Citigroup, the ailing US financial giant, shocked the market yesterday by announcing that it would cut 52,000 jobs by the second half of next year.
The planned 15% cut in staff numbers comes on top of 23,000 already made since the bank's employee numbers peaked at the end of last year and are designed to cut costs by 20% to about $50bn (£33.3bn). The bank warned that London and New York would inevitably bear the brunt of job cuts.
Sir Win Bischoff, the bank's chairman, admitted that, along with other banks, Citi had hired too many people during the long credit-driven boom and predicted a wave of cuts by financial services companies.
“What all of us have done — and perhaps injudiciously — we've added a lot of people over...this very benign period,” Sir Win said. “If there is a reversion to the mean... those job losses will obviously fall particularly heavily on the financial sector. Certainly they will fall particularly heavily on London and New York.”
Citi, which operates in more than 100 countries, employed 352,000 people worldwide at the end of September and has more than 11,000 staff in the UK, including many big-spending investment bankers. Vikram Pandit, the bank's under-pressure chief executive, said yesterday the total number of employees would shrink to about 300,000 by the end of June.
Mr Pandit announced the cost-cutting measures at a “town hall” meeting for staff designed to set out a clear direction for the financial conglomerate, which has suffered big losses from exposures to debt securities and rising bad debts.
About half the 52,000 cuts will come from sales of businesses, 18,000 of which are already in the pipeline from the sale of Citi's German consumer bank and an Indian outsourcing operation. The remaining cuts of about 25,000 are likely to include forced redundancies and to be heavily weighted towards investment banking, particularly businesses such as fixed-income which lie at the heart of the credit crisis.

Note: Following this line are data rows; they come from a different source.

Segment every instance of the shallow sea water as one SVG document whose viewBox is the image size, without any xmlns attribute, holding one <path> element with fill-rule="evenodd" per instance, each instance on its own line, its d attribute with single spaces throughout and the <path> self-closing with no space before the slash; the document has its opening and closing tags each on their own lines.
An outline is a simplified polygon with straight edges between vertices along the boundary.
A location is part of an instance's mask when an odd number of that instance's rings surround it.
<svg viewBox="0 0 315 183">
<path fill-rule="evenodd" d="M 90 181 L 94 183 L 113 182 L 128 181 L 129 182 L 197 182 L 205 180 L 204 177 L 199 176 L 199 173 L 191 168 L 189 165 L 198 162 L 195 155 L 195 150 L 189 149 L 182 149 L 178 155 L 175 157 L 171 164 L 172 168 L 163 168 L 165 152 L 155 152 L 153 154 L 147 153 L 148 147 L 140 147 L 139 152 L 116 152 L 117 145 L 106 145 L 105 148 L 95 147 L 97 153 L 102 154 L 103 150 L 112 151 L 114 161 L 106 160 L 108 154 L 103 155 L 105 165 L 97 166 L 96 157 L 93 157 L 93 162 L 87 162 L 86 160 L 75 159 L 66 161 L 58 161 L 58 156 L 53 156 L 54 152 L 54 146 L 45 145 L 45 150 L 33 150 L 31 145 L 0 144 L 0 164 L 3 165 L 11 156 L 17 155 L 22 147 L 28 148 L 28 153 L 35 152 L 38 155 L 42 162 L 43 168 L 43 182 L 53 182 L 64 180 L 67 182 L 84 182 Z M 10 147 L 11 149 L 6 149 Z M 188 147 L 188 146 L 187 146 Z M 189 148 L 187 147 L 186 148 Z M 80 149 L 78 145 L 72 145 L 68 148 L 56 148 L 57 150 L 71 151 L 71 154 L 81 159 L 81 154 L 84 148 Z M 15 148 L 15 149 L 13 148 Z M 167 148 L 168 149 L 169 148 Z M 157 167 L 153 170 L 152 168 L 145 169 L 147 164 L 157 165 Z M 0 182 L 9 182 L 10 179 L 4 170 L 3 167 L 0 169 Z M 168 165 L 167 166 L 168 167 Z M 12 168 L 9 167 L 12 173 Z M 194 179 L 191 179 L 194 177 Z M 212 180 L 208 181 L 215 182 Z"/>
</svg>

A spokesman declined to comment on whether Citi’s Belfast business, which employs around 500 people, would be affected by the cuts. Market observers expect further big job cuts in financial services, a key driver of the UK and US economies, as a sharp recession and the credit crisis weigh heavily on the once-booming industry. The Centre for Economics & Business Research predicts a loss of 62,000 City-related jobs in the UK by the end of next year from 2007's peak of 352,000 with big knock-on effects for other sectors.
Shaun Springer, chief executive of City recruiter Napier Scott, said: “This is both a reaction to the paucity of profit this year and a pro-active assessment of business next year. If there is little business to be had at Citi, that is a pretty fair reflection of top-tier financial institutions in general.” Citi shares fell 19% last week, falling below $10 for the first time since its formation from the merger of Travelers Group and Citicorp in 1998.
Citi was already under fire from investors before the credit crunch started because of out-of-control costs and a series of mishaps across its network. Sir Win signalled yesterday that Citi's bosses would follow Goldman Sachs and UBS by going without bonuses for this year. “Watch this space,” he said.
Mr Pandit has faced calls for Citi to be broken up but, though further minor disposals are in the pipeline, he defended the company's “global universal bank model”, telling staff that the core strategy remained unchanged.